サメがそんなに恐いか

昨日の日記に新江ノ島水族館へ行ったことと、その中のサメ水槽でアカシュモクザメを見たことを書いていたら、たまたま別の人の日記でアカシュモクザメのことを書いているのを見つけました(キーワードで探せばすぐ見つかります)。よくあるパターンで、アカシュモクザメホオジロザメなどと並んで「人食いザメ」として描かれています。
やはり世間では、スキューバダイビングとサメの関係について相変わらず偏見に基づいたイメージが根付いているようなので、ここで説明しておきましょう。

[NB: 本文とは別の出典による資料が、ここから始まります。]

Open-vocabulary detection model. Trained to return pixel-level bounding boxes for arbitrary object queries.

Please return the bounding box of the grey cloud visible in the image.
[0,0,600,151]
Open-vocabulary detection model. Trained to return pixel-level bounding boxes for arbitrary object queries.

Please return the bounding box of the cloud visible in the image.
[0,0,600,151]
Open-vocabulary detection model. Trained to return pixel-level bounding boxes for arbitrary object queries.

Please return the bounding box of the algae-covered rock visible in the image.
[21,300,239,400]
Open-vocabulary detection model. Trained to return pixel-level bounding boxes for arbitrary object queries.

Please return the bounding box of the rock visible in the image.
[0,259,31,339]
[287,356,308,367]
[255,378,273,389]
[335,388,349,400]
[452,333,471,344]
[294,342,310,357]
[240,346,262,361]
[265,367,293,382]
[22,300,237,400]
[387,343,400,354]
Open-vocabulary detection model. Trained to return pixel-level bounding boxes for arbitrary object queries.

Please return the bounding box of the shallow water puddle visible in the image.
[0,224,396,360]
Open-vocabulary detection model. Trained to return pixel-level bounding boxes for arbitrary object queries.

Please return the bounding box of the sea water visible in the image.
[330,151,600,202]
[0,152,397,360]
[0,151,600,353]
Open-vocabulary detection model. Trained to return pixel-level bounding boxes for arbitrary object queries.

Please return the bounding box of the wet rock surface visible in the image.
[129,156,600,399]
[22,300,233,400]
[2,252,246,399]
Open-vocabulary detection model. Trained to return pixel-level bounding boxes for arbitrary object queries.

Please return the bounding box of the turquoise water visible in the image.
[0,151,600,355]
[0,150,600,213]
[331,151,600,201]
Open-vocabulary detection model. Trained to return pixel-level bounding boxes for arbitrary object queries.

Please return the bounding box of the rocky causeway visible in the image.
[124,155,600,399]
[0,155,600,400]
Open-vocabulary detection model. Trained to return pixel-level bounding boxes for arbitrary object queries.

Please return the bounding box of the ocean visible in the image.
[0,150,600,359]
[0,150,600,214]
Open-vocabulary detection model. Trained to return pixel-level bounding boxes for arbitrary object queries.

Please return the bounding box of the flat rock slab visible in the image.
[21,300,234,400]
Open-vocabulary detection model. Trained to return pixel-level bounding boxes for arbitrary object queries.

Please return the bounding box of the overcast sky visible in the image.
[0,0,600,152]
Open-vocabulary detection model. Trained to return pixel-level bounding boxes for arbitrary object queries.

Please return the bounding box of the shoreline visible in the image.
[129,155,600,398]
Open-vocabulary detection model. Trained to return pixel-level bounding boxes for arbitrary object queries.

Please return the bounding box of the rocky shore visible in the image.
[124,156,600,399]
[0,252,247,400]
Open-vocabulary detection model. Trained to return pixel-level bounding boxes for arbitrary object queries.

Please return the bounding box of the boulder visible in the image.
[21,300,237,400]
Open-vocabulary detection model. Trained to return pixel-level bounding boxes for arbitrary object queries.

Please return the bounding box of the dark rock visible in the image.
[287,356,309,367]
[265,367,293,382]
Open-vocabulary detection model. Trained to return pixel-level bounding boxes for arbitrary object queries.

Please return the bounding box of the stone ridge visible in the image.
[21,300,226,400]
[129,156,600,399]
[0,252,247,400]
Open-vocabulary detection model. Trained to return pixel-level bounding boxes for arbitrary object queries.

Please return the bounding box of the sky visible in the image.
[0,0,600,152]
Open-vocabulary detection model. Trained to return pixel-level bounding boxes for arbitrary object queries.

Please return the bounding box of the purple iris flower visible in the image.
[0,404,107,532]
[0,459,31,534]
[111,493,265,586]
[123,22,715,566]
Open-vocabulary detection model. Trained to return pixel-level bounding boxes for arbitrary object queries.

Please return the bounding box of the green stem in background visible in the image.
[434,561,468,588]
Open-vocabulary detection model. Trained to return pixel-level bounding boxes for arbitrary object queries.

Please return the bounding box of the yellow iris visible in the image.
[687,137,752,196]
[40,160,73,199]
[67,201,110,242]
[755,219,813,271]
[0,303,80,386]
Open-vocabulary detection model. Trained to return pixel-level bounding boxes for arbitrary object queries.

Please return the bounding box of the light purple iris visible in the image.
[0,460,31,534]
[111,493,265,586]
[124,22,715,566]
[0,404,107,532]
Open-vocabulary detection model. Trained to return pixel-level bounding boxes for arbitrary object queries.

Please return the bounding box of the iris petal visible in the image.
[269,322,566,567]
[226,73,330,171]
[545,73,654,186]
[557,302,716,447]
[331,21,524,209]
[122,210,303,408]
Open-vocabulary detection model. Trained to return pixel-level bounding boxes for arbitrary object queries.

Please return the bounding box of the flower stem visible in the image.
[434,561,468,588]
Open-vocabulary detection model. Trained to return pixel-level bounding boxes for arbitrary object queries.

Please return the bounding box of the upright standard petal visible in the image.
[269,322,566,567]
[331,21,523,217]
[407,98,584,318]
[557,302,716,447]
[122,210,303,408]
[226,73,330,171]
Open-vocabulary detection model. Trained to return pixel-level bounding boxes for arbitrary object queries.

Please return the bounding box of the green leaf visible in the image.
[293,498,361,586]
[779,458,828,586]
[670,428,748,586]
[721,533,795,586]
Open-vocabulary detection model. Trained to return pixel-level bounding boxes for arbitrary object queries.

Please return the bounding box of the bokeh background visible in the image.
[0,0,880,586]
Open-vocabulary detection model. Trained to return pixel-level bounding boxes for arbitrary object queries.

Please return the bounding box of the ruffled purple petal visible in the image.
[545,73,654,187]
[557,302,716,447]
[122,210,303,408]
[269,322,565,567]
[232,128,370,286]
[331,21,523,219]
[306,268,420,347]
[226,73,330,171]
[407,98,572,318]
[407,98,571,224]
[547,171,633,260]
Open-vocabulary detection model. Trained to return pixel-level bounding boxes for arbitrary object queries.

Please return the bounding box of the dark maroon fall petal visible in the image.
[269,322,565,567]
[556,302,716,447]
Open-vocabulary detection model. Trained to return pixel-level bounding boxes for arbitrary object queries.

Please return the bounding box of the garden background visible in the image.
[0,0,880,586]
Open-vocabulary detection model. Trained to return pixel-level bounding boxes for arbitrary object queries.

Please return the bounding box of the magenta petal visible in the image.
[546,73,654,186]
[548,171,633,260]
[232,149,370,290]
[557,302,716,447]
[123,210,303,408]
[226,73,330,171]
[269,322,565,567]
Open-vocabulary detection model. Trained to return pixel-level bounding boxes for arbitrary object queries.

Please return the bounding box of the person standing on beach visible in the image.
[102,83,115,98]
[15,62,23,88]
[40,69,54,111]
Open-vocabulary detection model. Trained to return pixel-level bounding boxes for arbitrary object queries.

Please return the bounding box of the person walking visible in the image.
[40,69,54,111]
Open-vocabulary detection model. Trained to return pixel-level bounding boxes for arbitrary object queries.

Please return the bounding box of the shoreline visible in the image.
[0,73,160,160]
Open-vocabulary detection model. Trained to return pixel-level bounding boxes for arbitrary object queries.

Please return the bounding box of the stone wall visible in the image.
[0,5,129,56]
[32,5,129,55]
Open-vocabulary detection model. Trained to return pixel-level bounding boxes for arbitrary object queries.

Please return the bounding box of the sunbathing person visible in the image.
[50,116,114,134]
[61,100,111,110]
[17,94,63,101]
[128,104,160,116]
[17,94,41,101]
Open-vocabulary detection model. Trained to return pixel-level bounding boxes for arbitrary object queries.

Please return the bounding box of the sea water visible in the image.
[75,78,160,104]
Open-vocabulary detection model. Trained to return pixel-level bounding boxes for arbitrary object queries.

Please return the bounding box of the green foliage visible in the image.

日本でサメがたくさんいるのは八重山だけではありません。

確かに与那国島のアカシュモクザメをはじめとして、八重山にもサメはたくさん現れます。日本では少ないホオジロザメなどは別としても、神子元島や日本海側にもたくさんのアカシュモクザメが現れることからも分かるように、サメが黒潮対馬海流に乗ってくる以上、サメは日本の様々な海を泳ぎ、海岸に迷い込んで現れる可能性があります。
例えば石垣島の海岸で海水浴客がサメに襲われたからといって、ことさら石垣島が危険だとは言えませんし、さもそうであるかのように騒ぐことは目の前のリスクだけを見ているにすぎません。

ダイバーが襲われる確率は、サーファーや海水浴客が襲われる確率よりもかなり低い。

なぜならば、特に人慣れしていたり餌付けされているものを除いて、水中の多くの生物はダイバーの吐く泡が嫌いです。サメに嫌がらせをすれば襲ってくるかもしれませんが、何もせずただ見ているだけのダイバーを襲う必要はあまりありません。
対して、いつも水面付近にいるサーファーや海水浴客は、よく言われるようにカメなどに間違われて襲われることがあるようです。

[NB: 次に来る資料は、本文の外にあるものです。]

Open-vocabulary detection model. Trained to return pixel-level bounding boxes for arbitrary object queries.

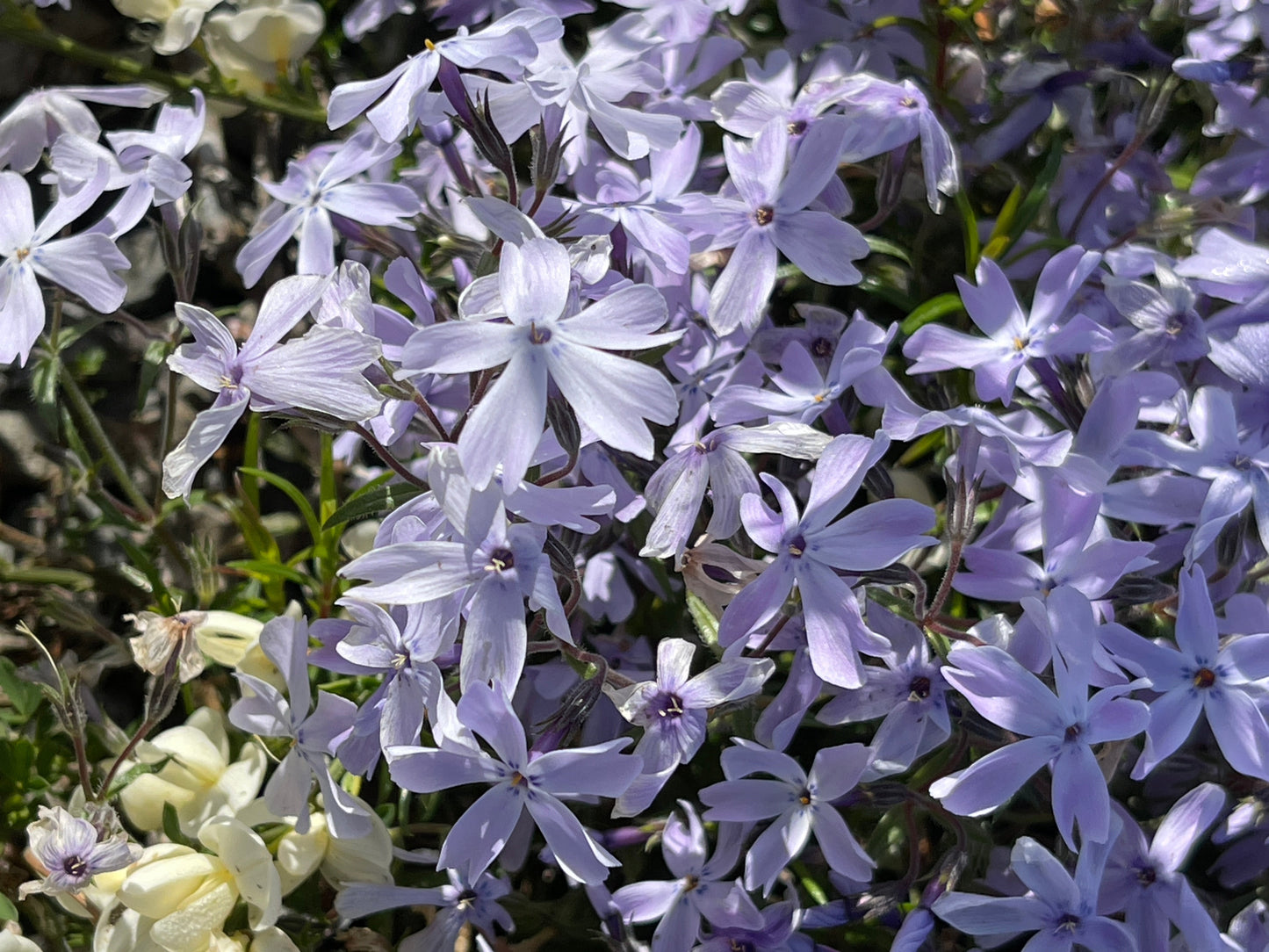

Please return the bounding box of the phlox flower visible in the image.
[388,684,644,883]
[402,239,679,488]
[162,276,383,498]
[718,434,935,688]
[701,738,876,895]
[0,165,132,367]
[932,827,1137,952]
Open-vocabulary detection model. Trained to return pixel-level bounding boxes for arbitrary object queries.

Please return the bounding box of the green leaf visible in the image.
[239,465,321,545]
[225,559,314,588]
[0,658,45,724]
[162,804,198,849]
[900,293,964,336]
[864,234,912,268]
[325,473,422,527]
[688,592,718,653]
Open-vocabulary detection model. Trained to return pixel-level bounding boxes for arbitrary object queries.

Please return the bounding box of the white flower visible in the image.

ダイビング屋さんがサメのことを隠す必要はありません。

「ダイビング屋さんはサメの危険について何も説明しない」ようなことを言っている人がいますが、そんなことはありません。上記のようにダイバーにとってサメのリスクは低いので、隠す必要などないのです。
また、私の経験では、ダイビングをしていない人で「ダイビングは恐い」という人のかなり多くはサメのリスクをあげますので、ダイビング屋さんがお客さんに対する説明でサメのことに触れないのはまず無理でしょう。

そもそもサメを特別視する必要もありません。

サメは広い海の中では数多くあるリスクの一つでしかありません。クラゲ、オコゼ、オニヒトデなど、いずれも人食いザメに襲われることよりずっと遭遇する確率が高く、致命的なものばかりです。海ではサメが抜きんでて危険というわけではありません。
また陸上でも、例えば最近では町中にいてもツキノワグマに襲われたりしますね。海の生物だけが人間にとって特別危険というわけではありません。

一番危険なのは人間です。

これはオマケで本筋ではありませんが、昨日見に行った新江ノ島水族館で説明されていた事です。人間はサメに襲われるよりもはるかに多くサメを襲っています。もちろんサメだけでなく、場合によっては種を絶滅させるほど魚類を襲っています。サメが人を襲うことは、よく考えてみれば結局お互い様なのです。